This saga could also be named “Why my very expensive LSI 9305-24i drops disks?”.
I recently acquired (from ebay as I cannot justify giving $2000NZ to local scumbags) an LSI 9305-24i controller to drive a 24bay NAS.
The reason switching from LSI 9112-8i with RES2CV360 SAS2 expander is because the LSI 9112-8i is bottlenecked by the 8x PCIe 2.0, thus limiting the throughput of a 24 disk array to about ~100MB/s per disk.
The LSI 9305-24i made a significant boost in the performance, with ~200MB/s (maxing out Seagate Ironwolfs) per disk.
Unfortunately because I needed SFF-8643 to SFF-8087 cables I had limited options of sourcing. I got 6x SFF-8643 to SFF-8087 from Amazon (HiFibre branded).
This whole setup worked wonders until a random disk would drop out of the array.

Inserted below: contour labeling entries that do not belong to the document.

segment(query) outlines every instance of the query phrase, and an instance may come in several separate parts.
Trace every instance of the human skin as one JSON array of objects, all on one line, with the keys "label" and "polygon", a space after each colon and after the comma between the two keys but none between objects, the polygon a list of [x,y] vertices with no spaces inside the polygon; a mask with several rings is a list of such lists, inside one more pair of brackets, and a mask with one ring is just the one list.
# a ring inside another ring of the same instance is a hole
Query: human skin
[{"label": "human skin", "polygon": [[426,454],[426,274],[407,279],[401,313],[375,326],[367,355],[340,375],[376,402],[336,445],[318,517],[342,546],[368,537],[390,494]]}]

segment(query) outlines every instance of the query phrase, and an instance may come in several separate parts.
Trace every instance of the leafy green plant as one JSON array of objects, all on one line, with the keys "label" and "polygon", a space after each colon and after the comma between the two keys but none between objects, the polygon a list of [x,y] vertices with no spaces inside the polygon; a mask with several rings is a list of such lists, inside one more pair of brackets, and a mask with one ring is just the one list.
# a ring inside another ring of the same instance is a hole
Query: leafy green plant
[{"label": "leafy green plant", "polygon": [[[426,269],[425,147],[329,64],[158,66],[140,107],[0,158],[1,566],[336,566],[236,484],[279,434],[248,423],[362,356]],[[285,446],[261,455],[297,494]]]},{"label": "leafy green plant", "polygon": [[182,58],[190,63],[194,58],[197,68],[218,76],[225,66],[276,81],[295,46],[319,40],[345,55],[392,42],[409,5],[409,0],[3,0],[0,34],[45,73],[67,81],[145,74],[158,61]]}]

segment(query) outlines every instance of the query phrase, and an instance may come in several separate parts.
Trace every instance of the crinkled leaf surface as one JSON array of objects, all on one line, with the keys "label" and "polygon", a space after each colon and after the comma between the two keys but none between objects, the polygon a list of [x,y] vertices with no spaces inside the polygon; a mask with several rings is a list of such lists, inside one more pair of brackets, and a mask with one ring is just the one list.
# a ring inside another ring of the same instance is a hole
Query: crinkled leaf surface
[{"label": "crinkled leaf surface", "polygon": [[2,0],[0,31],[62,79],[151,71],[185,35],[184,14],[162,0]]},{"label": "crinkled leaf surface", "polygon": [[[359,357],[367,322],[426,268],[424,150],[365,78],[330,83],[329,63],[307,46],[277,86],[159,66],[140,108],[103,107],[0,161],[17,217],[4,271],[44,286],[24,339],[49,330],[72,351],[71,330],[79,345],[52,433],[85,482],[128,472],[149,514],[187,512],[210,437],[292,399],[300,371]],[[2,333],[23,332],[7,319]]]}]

When that would happen I would see errors like these:
[ 1059.345207] mpt3sas_cm0: log_info(0x31111000): originator(PL), code(0x11), sub_code(0x1000) [ 1060.094729] mpt3sas_cm0: log_info(0x31110635): originator(PL), code(0x11), sub_code(0x0635) [ 1065.399121] mpt3sas_cm0: log_info(0x31120311): originator(PL), code(0x12), sub_code(0x0311) [ 1065.399128] mpt3sas_cm0: log_info(0x31120311): originator(PL), code(0x12), sub_code(0x0311) [ 1170.818427] mpt3sas_cm0: mpt3sas_transport_port_remove: removed: sas_addr(0x300062b20299153f) [ 1170.818429] mpt3sas_cm0: removing handle(0x0024), sas_addr(0x300062b20299153f) [ 1170.818429] mpt3sas_cm0: enclosure logical id(0x500062b202991533), slot(23) [ 1170.818430] mpt3sas_cm0: enclosure level(0x0000), connector name( ) [ 3758.857760] sd 0:0:49:0: [sdl] tag#4877 Add. Sense: Information unit iuCRC error detected [ 3758.857761] sd 0:0:49:0: [sdl] tag#4877 CDB: Read(16) 88 00 00 00 00 00 00 ce 38 e0 00 00 01 00 00 00 [ 3758.857762] blk_update_request: I/O error, dev sdl, sector 13514976 op 0x0:(READ) flags 0x80700 phys_seg 17 prio class 0
After numerous swapping cables, disks backplanes the issue was isolated to a particular port on the card, thus making me believe the card was faulty.
I needed confirmation thus I bought another cable from the Amazon (CableCreation brand).
The port problem persisted. While I was poking about, and the issue was very intermittent, I discovered that I can trigger the issue by gently moving the cable while it was plugged in!.
Not only that, but the issue could be replicated with other cables and ports.
Here is a clip of the issue that is causing I/O errors:
This motion could be caused by someone walking, or even thermal expansion.
Here is a position where it is less likely to encounter error:
here is the position where it is most likely to drop a disk or two:
So, at this stage I have sunk hundreds of dollars in cables and have an awesome card I can’t use.
I decided to buy Dell cables (this time 75cm long, so I have less tension on the plugs), and will probably make some clips (or even hotglue) to secure them in the adapter.
At this stage, while I wait, I went back to old configuration, I would rather have sub-optimal performance than data loss.